Tuesday, September 15, 2009

this would be a blog......

it is halfway through september and still not a job in site. the market for insurance brokers is pretty much bust and so instead i have been working on some side projects including but not limited to my fashion design company, a brilliant business venture and miscellaneous other smaller inventions.

this is a time for new beginnings, reflections and change. it is a time to review ones life and make oneself the best person that you can be. no one is prefect but stop giving advice to others and heed your own.

in a conversation with a new old friend, we both reflected on past relationships and trying to make something out of nothing. i did it twice in the same twelve months. once with my future ex husband while trying to make a sinking ship seaworthy and one with what i saw was a bright and shining star that unfortunately gave no direction. back to the conversation that lasted far into the night and while yawning we decided to end it.

basically we cant figure out why good people seek or get attracted to people that dont see their good, dont see there future and dont see the wonderful person in front of them. its hard to make someone truly see you, regardless of your past or possible future a person sees what they want to see. sometimes its the whole truth and sometimes its a lie and sometimes, even worse, it is a combination of both.

the man that i fell for has become a boy. i know i know it should be the other way. all of us should go from the child to the adult but for some its harder than others. outside forces tell us that we should couple or not couple, that we should procreate or not and so on and so forth. for whatever reason i was two steps ahead of him. so like so many others i have cried my tears and are moving forward.

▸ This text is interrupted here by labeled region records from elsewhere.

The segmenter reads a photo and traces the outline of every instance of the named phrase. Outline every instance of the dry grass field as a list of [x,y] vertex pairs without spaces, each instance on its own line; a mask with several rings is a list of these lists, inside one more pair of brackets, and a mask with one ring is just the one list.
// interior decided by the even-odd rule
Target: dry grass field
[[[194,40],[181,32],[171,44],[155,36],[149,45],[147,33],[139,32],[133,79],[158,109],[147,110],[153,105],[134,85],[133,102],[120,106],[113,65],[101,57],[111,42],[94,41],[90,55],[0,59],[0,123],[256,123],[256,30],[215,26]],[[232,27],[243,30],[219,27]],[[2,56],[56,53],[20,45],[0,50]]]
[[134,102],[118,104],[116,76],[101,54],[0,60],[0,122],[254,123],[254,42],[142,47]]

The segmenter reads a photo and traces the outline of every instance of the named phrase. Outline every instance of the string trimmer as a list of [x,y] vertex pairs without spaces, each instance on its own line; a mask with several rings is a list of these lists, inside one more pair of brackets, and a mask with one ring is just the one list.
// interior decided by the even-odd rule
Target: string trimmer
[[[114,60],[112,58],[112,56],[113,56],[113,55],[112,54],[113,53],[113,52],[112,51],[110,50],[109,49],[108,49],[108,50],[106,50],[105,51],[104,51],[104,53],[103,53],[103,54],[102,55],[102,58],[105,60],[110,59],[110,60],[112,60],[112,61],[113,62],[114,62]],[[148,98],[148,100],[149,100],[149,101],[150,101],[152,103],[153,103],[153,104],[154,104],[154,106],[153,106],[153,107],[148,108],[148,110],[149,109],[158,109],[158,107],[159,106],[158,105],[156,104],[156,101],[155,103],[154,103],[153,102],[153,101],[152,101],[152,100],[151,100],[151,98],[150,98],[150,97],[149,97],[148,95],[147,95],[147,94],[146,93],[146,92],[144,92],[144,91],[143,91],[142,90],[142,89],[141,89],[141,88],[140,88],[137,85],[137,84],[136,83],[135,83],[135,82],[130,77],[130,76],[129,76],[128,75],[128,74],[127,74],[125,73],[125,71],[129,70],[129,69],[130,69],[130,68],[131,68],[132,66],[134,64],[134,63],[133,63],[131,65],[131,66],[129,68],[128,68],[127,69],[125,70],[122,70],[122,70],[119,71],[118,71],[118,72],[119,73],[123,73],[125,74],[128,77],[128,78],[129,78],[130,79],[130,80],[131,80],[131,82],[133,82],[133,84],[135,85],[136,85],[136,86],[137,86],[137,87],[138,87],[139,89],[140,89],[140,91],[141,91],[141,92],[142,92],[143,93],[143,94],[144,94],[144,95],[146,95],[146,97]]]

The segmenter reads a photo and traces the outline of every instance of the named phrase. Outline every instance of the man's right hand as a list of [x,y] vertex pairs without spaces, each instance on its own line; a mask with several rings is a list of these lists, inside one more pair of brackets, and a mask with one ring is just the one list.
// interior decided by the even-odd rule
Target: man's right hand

there are too many other things in the hopper right now to keep my head stuck on an effort forlorn. there were a couple of people that gave solace in this time. my best friend was a shoulder to cry on even though he himself was going through a tough time. my old-new friend going through something hard himself was a sounding board and countless others that saw my silly philosophical posts and texts gave their support.

and so in conclusion, the boy was set free and seeing fit i will quote some silly sayings that feel right and just in this moment. 'if you love something set it free, if it returns it was meant to be' and 'it is better to have loved and lost, then to never have loved before' while adding my own 'if they cant see the wonderful person that you are, then they dont deserve you' and 'take each failure as a step in the right direction'.

i send this blog out to everyone, whether they are loved or unloved, coupled or single. You can only move forward and keep your fingers crossed but looking back for too long will cause you to trip into holes and miss new opportunities.